Initial details of the law announced by GNC President Abu Sahmain indicate the elections will take the form of first past the post system of independent candidates to elect the 60-member committee, as opposed to a parties list system.  Twenty seats will be allocated to each of the western, eastern and southern geographic regions. Women have been allocated six (6) seats, two (2) per region, while the following cultural and linguistic minority groups have been allocated two (2) seats each: the Tebu, the Amazigh, and the Tuareg.  

Lawyers for Justice in Libya (LFJL) acknowledges this as a commendable effort to achieve a diverse and inclusive Committee. LFJL expresses its concern, however, with the way in which representation is to be achieved. The quota allocated to women is insufficient where women represent 49% of the population.  Furthermore, the measures outlined in the Election Law to fulfill the quota may have a negative impact on women’s participation. In order to fulfill the quota some districts will be made to run only women candidates. Culturally, this may not be accepted, and may result in negativity towards women candidates or lack of participation. The GNC must ensure the ways in which these quotas are fulfilled, for example through districting, aim to foster and not hinder participation.

LFJL is further concerned by the lack of public consultations and engagement by members of congress with their constituents during the initial phase of the constitution-making process including the drafting of the Election Law.
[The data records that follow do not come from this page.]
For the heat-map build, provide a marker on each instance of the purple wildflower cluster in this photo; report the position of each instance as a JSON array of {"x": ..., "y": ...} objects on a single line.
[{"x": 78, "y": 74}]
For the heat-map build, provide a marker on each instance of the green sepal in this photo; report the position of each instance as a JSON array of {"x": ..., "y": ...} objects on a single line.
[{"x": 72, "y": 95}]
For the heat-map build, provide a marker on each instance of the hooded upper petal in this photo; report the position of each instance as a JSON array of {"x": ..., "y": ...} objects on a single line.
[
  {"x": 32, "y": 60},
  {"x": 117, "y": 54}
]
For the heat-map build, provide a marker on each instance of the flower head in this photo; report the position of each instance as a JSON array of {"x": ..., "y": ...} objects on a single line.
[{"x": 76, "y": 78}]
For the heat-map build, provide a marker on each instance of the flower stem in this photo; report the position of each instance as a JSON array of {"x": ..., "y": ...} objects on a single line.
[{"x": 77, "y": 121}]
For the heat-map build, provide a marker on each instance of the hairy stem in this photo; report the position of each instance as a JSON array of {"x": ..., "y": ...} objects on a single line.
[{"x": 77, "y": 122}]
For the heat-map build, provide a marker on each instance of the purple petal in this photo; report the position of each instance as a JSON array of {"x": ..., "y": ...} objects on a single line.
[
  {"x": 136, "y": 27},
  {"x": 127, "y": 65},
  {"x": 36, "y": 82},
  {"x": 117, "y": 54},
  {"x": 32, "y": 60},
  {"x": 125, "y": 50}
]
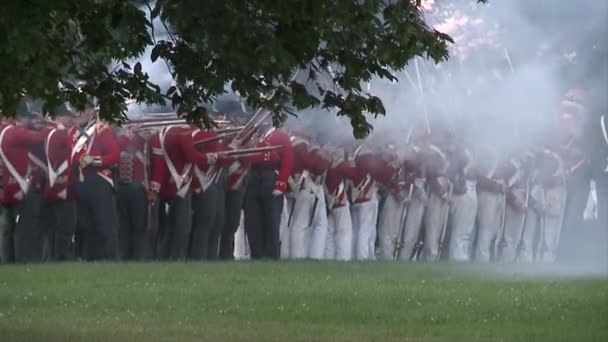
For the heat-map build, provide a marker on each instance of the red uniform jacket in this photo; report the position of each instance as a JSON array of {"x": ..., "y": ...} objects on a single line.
[
  {"x": 335, "y": 183},
  {"x": 317, "y": 163},
  {"x": 363, "y": 184},
  {"x": 133, "y": 158},
  {"x": 277, "y": 137},
  {"x": 101, "y": 143},
  {"x": 38, "y": 168},
  {"x": 496, "y": 179},
  {"x": 57, "y": 151},
  {"x": 15, "y": 144},
  {"x": 381, "y": 171},
  {"x": 205, "y": 171},
  {"x": 171, "y": 173}
]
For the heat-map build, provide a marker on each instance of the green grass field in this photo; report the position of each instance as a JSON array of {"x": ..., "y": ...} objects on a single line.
[{"x": 309, "y": 301}]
As part of LFJL’s Destoori tour, where we visited over 35 communities, we learned that elected officials have not returned to discuss the constitutional process in all but one community.
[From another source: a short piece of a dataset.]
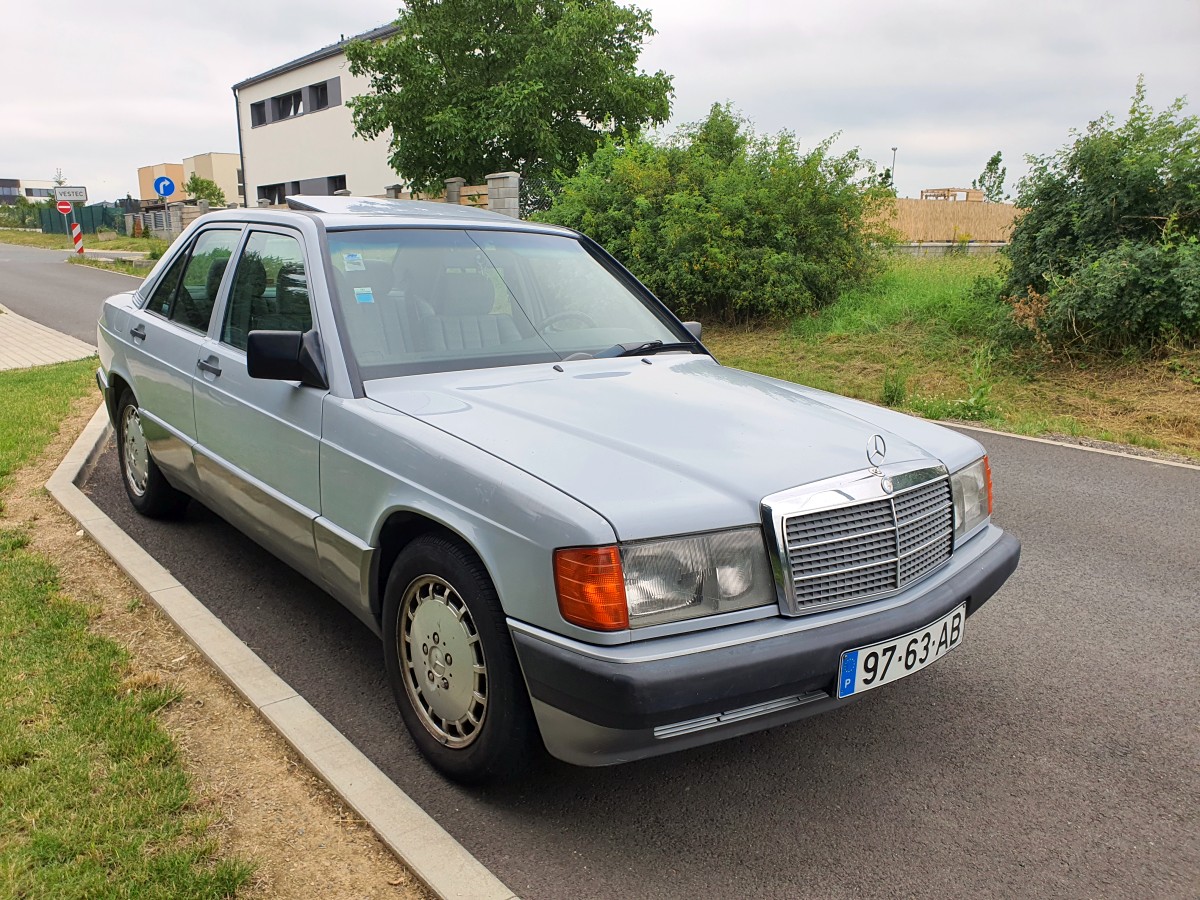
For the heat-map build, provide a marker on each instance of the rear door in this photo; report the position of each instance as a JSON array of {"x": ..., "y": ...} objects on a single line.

“We acknowledge and praise the GNC’s attempts at inclusiveness, and welcome the President of the GNC’s emphasis on public legitimacy as achieved through elections and a referendum on the constitution,” said LFJL Director Elham Saudi. “However, in such a critical process, where the rights of all people are at stake, there must be true representation by fostering the participation of everyday people within Libya, so that the final outcome, the constitution, reflects the aspirations of all people.  A quota alone will not achieve that if efforts to engage the public at the grassroots prior to the election is not a fundamental part of the process,” added Saudi.
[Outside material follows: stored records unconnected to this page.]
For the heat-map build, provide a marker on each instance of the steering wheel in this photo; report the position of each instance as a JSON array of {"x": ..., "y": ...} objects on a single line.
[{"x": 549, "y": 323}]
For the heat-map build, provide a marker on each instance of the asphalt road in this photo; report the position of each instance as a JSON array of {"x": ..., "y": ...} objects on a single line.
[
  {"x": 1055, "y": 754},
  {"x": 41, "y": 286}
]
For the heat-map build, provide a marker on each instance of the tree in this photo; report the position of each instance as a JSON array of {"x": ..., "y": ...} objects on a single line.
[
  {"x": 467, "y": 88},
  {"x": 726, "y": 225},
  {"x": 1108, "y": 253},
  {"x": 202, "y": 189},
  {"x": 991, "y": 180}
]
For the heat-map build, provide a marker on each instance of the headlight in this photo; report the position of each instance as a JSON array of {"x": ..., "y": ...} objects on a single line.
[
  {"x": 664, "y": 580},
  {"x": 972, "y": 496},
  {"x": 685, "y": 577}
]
The opaque and vague process with which the Election Law was passed indicates that the GNC has not yet appreciated the need to engage the population and foster public participation, through public consultation or outreach by members of the GNC to their constituents. Key features of the rule of law are accessibility of laws and transparency in the drafting process.

LFJL urges the government to make a stronger effort to engage with the public throughout the entire constitution-making process, beyond the two occasions of public voting, to ensure that the public is informed ahead of both elections and to ensure that the constitution receives the public legitimacy it deserves.

What are your thoughts?

  • Are the six seats allocated to women enough to ensure that the participation of women is not merely tokenistic in nature? Is it fair representation for half of Libya’s population? 

  • Are minorities adequately represented with 2 seats per group? Should more be done to ensure their active participation such as electoral districting which is sensitive to minority populations’ geographic locations?  

  • What about other groups not mentioned such as religious minorities, special needs citizens, political minorities, etc.? Do they deserve a voice on the Committee?  

  • Should the Political Isolation Law apply to candidates running for the Committee, even if the constitution is intended to last longer than the 10-year period of isolation provided for in the Political Isolation Law?  

  • Was the GNC sufficiently engaged with the public and with civil society during the drafting of the law? Was the process transparent and did it foster public opinion?